The proportion of patients with respiratory failure and death within 30 days was higher in the 80% oxygen group; although those differences were not statistically different, these events were uncommon and the study did not have adequate power to assess this outcome. This finding is in contrast to previous trials comparing 80% and 30% oxygen.^8- 11 The unadjusted OR for mortality in our trial was 1.56 (95% CI, 0.88-2.77) in favor of the 30% oxygen group. Thus, there was no evidence of a benefit in reducing mortality with a high perioperative FIO₂ (80%), although we recognize that a lack of important information must be addressed before this can be established beyond reasonable doubt, because our trial was not powered to document lethality differences.

Gynecological cancer surgery and acute laparotomies were included in this trial, but conversions of laparoscopic procedures to laparotomy were not eligible.
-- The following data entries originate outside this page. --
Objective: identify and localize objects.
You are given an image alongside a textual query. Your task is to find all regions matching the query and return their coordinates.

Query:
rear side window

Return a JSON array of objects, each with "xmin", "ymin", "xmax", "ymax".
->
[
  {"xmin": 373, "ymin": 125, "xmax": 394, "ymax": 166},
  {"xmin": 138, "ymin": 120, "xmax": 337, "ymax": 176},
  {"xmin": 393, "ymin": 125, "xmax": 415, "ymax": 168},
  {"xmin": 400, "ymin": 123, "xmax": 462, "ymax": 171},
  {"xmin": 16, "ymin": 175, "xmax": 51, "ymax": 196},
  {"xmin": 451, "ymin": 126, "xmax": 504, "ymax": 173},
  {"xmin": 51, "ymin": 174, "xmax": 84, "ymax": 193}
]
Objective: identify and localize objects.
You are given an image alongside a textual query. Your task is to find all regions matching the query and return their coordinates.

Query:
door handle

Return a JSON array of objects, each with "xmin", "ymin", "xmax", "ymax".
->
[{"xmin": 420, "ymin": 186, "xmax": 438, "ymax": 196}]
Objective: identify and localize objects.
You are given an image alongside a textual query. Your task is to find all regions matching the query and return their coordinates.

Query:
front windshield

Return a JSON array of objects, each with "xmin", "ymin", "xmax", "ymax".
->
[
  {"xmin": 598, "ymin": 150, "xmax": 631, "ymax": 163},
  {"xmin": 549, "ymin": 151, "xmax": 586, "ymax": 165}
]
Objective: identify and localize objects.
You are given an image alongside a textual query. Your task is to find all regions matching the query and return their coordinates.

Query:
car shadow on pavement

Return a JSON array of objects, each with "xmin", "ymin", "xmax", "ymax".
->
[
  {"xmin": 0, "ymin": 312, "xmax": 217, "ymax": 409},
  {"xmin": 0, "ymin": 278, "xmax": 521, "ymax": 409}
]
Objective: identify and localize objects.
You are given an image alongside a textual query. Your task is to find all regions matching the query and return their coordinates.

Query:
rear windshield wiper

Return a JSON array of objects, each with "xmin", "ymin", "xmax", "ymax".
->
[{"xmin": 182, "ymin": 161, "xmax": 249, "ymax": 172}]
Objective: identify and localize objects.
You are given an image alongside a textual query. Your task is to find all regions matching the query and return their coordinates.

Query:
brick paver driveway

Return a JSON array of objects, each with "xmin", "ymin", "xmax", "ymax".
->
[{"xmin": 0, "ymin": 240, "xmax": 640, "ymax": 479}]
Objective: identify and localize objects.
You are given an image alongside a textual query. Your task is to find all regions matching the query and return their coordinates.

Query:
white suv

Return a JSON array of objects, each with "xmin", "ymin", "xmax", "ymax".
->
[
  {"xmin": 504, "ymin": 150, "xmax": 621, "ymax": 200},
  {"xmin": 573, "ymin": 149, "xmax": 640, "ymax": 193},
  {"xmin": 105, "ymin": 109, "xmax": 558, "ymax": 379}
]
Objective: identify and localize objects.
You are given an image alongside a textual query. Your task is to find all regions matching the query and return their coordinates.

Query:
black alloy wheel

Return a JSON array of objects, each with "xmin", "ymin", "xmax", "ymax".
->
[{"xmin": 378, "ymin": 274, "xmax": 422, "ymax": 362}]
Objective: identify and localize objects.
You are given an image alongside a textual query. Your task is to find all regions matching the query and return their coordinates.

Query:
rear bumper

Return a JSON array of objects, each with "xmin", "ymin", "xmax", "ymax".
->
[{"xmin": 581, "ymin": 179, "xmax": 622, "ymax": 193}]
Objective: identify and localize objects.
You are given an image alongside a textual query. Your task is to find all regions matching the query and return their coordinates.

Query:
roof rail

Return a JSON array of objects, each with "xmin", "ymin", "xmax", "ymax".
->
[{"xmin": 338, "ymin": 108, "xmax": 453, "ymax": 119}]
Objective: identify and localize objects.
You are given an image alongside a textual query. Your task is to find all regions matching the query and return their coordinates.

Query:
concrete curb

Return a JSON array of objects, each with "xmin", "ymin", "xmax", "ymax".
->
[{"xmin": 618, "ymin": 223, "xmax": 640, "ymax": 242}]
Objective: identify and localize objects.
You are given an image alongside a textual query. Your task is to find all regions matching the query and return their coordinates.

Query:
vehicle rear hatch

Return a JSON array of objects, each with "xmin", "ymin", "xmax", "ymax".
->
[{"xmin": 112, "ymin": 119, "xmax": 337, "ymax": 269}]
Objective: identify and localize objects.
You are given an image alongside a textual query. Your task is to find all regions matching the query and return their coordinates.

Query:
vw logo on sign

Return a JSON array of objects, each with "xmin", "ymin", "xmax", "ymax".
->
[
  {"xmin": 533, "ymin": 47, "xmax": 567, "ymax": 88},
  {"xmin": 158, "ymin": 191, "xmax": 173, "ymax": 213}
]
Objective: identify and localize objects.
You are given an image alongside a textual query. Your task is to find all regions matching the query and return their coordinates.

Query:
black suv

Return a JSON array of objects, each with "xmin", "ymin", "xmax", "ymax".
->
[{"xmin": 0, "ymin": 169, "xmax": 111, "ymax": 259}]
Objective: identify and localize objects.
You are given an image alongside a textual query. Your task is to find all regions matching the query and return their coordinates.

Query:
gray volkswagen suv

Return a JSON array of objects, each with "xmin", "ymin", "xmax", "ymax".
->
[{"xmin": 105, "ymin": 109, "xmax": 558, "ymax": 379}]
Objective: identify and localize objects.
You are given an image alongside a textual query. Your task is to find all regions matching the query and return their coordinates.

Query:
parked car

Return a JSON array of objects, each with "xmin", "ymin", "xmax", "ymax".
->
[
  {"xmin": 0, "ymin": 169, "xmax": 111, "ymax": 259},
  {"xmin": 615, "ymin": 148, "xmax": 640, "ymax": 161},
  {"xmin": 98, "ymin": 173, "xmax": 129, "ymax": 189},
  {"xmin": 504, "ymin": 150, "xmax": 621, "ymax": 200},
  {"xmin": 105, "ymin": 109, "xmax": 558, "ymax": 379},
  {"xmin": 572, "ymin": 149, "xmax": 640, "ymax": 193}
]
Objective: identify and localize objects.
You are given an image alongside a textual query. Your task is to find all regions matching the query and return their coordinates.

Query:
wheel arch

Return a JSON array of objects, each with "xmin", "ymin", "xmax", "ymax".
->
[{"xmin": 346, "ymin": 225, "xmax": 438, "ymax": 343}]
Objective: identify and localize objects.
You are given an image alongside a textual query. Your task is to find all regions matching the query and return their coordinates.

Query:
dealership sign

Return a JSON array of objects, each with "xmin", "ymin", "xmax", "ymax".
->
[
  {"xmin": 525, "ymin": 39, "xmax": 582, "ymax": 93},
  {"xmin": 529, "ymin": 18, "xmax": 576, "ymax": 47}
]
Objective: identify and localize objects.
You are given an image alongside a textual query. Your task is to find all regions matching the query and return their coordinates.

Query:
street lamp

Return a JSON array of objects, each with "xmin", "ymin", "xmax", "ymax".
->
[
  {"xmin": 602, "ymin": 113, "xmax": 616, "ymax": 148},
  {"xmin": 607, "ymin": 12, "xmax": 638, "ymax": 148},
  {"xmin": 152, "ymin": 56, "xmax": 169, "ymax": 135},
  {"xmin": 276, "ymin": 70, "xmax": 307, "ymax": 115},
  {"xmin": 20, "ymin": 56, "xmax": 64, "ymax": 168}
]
Apart from conversion of laparoscopy, we believe the results of this trial may be generalizable to a general surgical population undergoing laparotomy.

In conclusion, administration of 80% oxygen compared with 30% oxygen during and for 2 hours after abdominal surgery did not result in a difference in risk of surgical site infection. The frequencies of pulmonary complications and mortality were not significantly different.